16.仁賀保氏のその後

Ⅰ、仁賀保家のその後

 仁賀保光誠の死後、その遺領は遺言により兄弟3人で分割する事になりました。家督は年長の蔵人…俗に良俊と言われる人物…が継ぎましたが、彼は余り評判芳しからぬ人物だったようです。仁賀保光誠は良俊の器量に疑問を抱いていたものと推察されます。彼は元和2年と9年の2回に渡って遺言状を造り、兄弟3人で分割する事を遺言しています。

 果たせるかな仁賀保光誠の死後、良俊は父の遺言を無視し仁賀保領全部を横領せんとしました。次男誠政と3男誠次の兄弟を屋敷より追い出し、更に父の光誠が後見役として3男の誠次につけた家臣の成田茂助を刺客にて殺しました。対して誠政・誠次は兄の良俊の不法を柳生但馬に訴え出ます。通常であれば家を取り潰しされてもおかしく無いような御家騒動ですが、結果的には幕府の裁定により遺言通り仁賀保家は3分割される事になりました。

 長男の良俊領は現在のにかほ市象潟地区・金浦地区・小出地区の大半・平沢地区の一部で7000石、次男の誠政は平沢・院内・小出地区の一部で2000石、3男の誠次は平沢・院内地区の一部で1000石と分けられました。良俊はそのまま象潟の塩越城を本拠地とし、誠政と誠次は平沢の平沢館に陣屋を築きました。…元々あった中世城館を利用したと思われますが。…

 3分割されて7,000石の身になった仁賀保良俊ですが、彼は仁賀保藩の藩主として大名扱いだった様です。『梅津政景日記』によれば、江戸と仁賀保両方から佐竹義宣に対して使者を出しています。という事は参勤交代を行っていた訳です。

 寛永3年4月8日、家督を継いだばかりの仁賀保良俊は初めて佐竹義宣邸を訪れました。家督相続の挨拶でしょう。佐竹義宣はこれを供応し4月19日には佐竹義宣は先日の来訪の返礼に仁賀保良俊邸を訪れています。

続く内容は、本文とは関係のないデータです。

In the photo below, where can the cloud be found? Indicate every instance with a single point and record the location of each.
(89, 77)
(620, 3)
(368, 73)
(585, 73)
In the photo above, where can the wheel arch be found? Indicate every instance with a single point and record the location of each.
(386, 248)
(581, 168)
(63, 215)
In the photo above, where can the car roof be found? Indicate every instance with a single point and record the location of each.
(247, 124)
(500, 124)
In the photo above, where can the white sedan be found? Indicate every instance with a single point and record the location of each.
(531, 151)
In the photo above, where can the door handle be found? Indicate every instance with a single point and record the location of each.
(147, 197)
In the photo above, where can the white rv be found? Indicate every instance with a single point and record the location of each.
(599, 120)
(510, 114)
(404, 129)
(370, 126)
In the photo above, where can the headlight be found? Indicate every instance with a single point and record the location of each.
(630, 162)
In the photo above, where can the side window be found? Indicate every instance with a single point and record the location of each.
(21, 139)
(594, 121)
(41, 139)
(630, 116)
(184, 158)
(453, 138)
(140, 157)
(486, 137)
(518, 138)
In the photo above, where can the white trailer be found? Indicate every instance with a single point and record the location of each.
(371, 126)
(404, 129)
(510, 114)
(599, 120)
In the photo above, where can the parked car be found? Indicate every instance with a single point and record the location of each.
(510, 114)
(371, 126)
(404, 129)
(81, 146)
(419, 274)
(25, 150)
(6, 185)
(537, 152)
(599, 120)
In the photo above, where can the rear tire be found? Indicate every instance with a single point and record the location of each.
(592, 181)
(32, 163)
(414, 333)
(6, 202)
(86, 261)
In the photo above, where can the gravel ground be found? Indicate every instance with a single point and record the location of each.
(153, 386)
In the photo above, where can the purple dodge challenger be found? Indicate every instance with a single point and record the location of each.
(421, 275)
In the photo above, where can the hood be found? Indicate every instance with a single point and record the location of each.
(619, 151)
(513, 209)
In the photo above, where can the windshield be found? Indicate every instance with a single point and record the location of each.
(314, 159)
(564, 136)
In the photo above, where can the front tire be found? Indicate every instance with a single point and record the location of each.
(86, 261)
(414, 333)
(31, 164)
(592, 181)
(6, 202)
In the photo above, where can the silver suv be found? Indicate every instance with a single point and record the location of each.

 さて、仁賀保氏と打越氏は江戸時代も30年が過ぎたこの時期になっても、由利衆として交流があった様です。恐らく本家・分家的な付き合いであり、もしかしたら血縁的にも近い関係だったのかも知れません。仁賀保良俊打越左近は寛永7年7月1日に2人で佐竹義宣邸を訪れています。この時までに仁賀保良俊は官職名を「蔵人」から「兵庫」に変えています。恐らく仁賀保家の家督を相続、我こそは仁賀保家の嫡流との意識の現れでしょう。

 仁賀保良俊は寛永8年の7月9日にも、仁賀保郷から秋田の佐竹義宣に対して使者を遣わしています。これは義宣の弟の葦名義勝が没した事について梅津政景に追悼の使者を遣わしたものです。使者の名前は杉村六兵衛といい、佐竹義宣は仁賀保良俊に対して直に礼状を遣わしました。使者には「御帷子」3つの内1つを与えました。梅津政景が直に渡したそうです。良俊はこれに対して葦名義勝の香典として銀子3枚(贈答用の銀1枚は43匁有ったそうです。銀子3枚で26万円程度でしょうか。大盤振る舞い!)送りましたが、梅津政景はそれを香典返しとしてすぐに返し、その旨を佐竹義宣に伝えました。佐竹義宣は仁賀保良俊の使者の宿舎の料金を負担し、本荘迄送らせたそうです。

 その仁賀保良俊は寛永8年に嗣子無くして死亡、仁賀保7,000石家はここで無嗣断絶となりました。打越氏も同じく寛永11年に無嗣断絶となりました。中世を通して出羽由利郡に領土を持っていた由利衆は仁賀保氏の庶流2家を残すのみで全て由利郡より退伝してしまったのでした。

 さて、元由利衆で慶長7年に最上義光の配下となり、最上家改易と共に浪人となった者達は、元和9年に仁賀保光誠が仁賀保郷に復帰すると、暫くは仁賀保光誠の下で養われていたようです。

 関ヶ原の戦の後、石見に流罪になった小野寺義道は、異国の地で遠い故郷に思いを馳せて居ます。仁賀保光誠死後の仁賀保を「仁賀保相果候其あとをハたれ人のとられ候や」と仁賀保光誠領の行く末を案じ、「玉舞・滝沢又五郎なとハ何と成候哉」と彼等の身の上を案じています。互いに敵対し戦いあった仲ではありますが、それも今は昔の物語、小野寺義道もその書状の中で出羽の事を「返々なつかしく存候」と懐かしんでいます。